I had never seen an aerial stocking, and I haven’t seen one since. It was more than twenty years ago, but I remember the sound, the rushing whine of the engine that broke the wilderness calm, the heavy wind and metal of the plane as it roared into the granite bowl and blasted its way out as fast it came, the engine’s volume chasing after.

We made our way around the lake to the shallow end and waded out to some boulders whose peaks triangled out of the water twenty feet from shore.

There—in the small waves sparkling around those boulders—were the casualties. Several dozen hatchery minnows hadn’t survived the drop, floating in the shallows, telling us something about pine trees and stone, wild places, and man’s attempts to tame anything so primal and impenetrable as a castle of gray stone peaks and the endless blue of mountain lakes.

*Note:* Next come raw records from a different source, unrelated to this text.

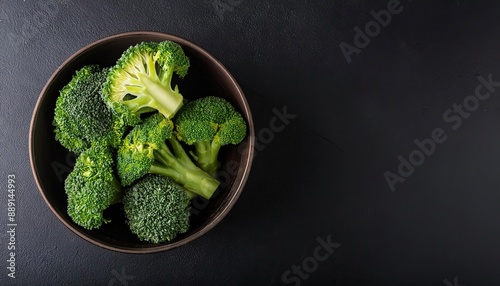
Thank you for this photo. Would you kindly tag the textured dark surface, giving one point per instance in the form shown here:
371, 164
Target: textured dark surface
319, 178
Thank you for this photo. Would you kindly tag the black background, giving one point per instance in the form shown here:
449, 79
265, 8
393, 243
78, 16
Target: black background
322, 176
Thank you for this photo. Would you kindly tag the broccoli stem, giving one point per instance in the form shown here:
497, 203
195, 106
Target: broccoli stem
154, 95
206, 156
182, 170
118, 195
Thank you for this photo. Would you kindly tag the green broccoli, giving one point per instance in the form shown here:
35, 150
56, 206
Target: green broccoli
209, 123
92, 186
140, 82
145, 150
81, 116
156, 209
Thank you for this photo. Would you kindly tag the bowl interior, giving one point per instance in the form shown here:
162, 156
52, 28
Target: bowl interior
51, 163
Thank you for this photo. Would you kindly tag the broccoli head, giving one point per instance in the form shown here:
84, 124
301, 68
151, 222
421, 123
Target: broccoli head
81, 116
145, 150
156, 209
140, 82
92, 186
209, 123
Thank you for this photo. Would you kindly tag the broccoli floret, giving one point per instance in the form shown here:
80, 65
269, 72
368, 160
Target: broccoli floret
92, 186
209, 123
140, 82
145, 150
156, 209
81, 116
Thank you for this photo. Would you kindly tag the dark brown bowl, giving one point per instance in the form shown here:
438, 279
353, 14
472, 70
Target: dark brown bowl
51, 163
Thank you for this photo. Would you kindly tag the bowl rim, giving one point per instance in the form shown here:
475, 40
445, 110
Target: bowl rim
248, 156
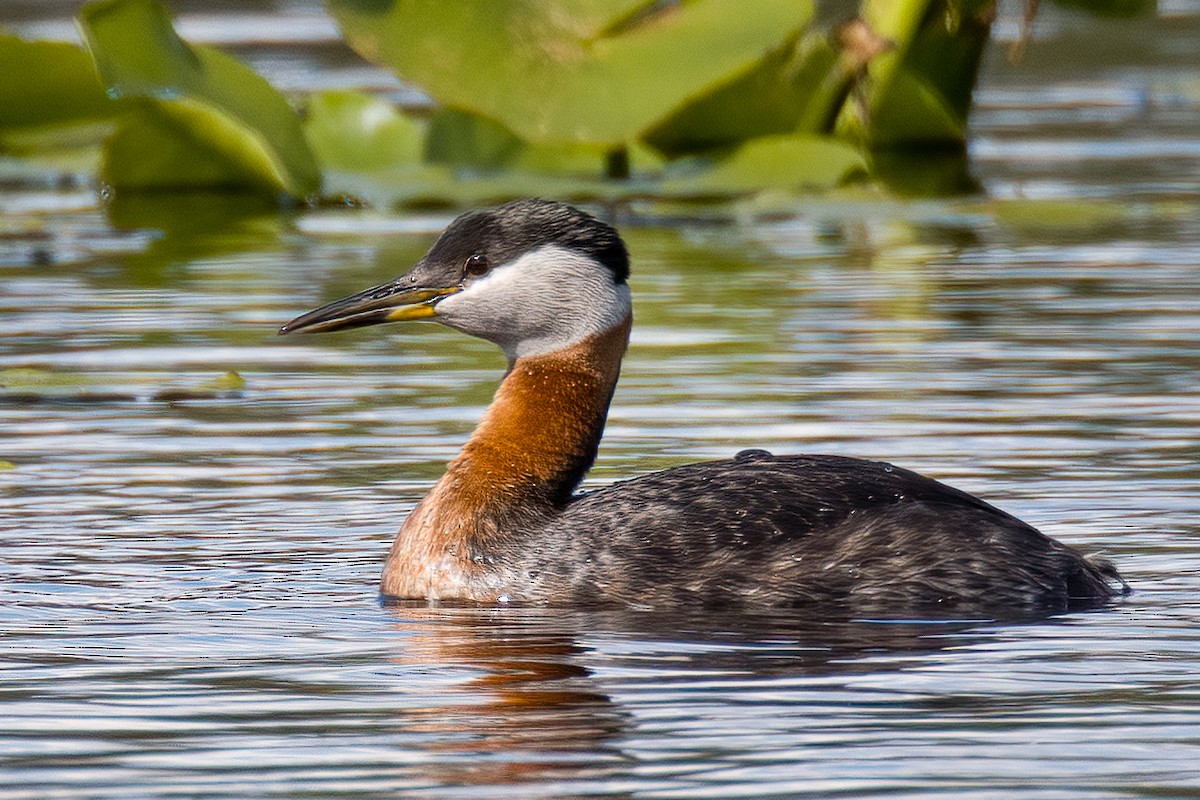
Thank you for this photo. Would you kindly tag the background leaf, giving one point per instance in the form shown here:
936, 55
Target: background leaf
784, 162
597, 72
357, 132
205, 118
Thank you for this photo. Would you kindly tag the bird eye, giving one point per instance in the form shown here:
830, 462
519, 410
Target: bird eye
477, 264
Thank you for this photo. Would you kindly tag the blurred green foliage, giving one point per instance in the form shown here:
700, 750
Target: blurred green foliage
576, 98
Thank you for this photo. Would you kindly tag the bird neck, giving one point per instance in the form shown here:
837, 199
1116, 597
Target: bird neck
533, 446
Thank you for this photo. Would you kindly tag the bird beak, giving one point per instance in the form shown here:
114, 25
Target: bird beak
390, 302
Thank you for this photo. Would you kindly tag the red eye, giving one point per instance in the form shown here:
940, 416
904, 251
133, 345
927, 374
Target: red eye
477, 264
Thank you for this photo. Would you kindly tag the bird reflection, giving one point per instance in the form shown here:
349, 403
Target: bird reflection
525, 696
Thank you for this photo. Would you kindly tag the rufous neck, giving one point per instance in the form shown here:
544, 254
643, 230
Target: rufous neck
541, 432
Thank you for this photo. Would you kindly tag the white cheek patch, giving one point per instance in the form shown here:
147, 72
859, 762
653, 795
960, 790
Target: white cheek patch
544, 301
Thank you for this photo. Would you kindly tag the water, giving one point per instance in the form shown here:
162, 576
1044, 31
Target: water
189, 599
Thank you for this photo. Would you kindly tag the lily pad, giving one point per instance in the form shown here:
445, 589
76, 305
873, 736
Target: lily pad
784, 162
574, 71
357, 132
57, 86
796, 89
204, 119
919, 61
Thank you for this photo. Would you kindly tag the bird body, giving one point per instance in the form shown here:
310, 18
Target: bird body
546, 282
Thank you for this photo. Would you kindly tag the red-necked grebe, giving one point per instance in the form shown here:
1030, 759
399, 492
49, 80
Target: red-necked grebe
547, 283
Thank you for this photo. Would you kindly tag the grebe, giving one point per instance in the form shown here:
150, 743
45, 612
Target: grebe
547, 283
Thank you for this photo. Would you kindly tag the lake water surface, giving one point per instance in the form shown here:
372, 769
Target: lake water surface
189, 567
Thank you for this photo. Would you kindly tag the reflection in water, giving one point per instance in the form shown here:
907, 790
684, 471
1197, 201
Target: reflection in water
533, 714
540, 709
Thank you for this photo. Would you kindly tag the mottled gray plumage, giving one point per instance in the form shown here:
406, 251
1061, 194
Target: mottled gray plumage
826, 531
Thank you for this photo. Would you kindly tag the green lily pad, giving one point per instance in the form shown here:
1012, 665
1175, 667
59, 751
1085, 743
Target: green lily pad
1061, 216
204, 119
796, 89
573, 71
919, 64
57, 88
784, 162
357, 132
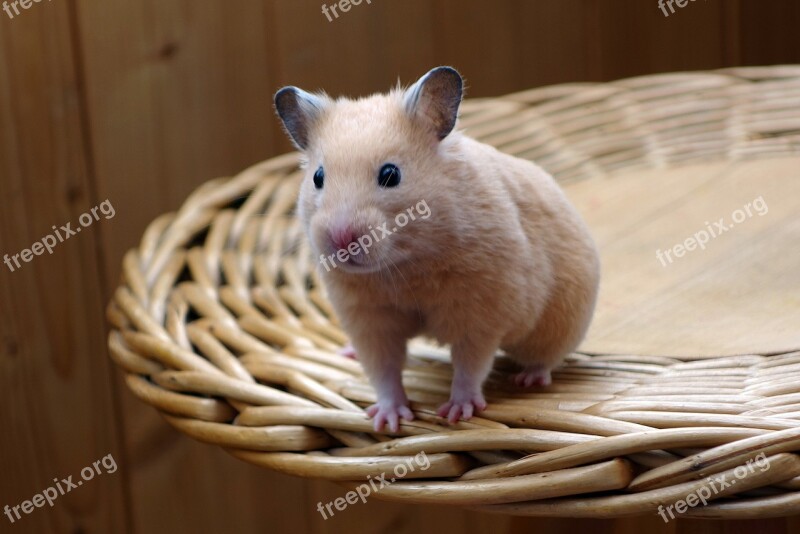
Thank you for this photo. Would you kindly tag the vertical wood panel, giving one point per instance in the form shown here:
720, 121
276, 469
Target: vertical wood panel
636, 38
57, 407
180, 92
769, 32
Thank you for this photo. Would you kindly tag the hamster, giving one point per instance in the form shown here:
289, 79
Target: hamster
502, 260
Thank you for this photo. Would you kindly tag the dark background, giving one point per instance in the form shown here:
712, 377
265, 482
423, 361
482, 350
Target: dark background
141, 101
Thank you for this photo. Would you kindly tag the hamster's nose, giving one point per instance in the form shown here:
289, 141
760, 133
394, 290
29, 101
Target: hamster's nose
342, 236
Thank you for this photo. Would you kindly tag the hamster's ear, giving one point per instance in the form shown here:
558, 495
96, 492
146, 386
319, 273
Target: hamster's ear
435, 99
299, 111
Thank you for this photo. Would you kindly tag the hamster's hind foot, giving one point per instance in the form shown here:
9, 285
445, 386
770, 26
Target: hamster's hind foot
533, 375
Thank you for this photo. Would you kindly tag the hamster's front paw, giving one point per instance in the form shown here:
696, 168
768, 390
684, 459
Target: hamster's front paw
462, 405
389, 411
533, 375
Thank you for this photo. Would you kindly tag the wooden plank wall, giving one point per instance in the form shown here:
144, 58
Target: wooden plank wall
140, 102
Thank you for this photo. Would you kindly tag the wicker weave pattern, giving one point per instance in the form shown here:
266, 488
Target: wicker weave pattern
221, 324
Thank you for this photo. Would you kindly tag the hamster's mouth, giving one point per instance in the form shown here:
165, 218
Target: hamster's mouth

Seeing those trout floating belly up in the shallows, I leaned close to listen, to hear something that goes on long and lasts into the dense star-filled black of a mountain night. Something that can’t be spoken or made domestic. Something that exists in only a few wild places that haven’t been bent to the service of commerce. Something that speaks quietly if it speaks at all. My brother and I waited, knowing that something important was happening.

I am still listening, sure there is something else to hear, leaning close and waiting.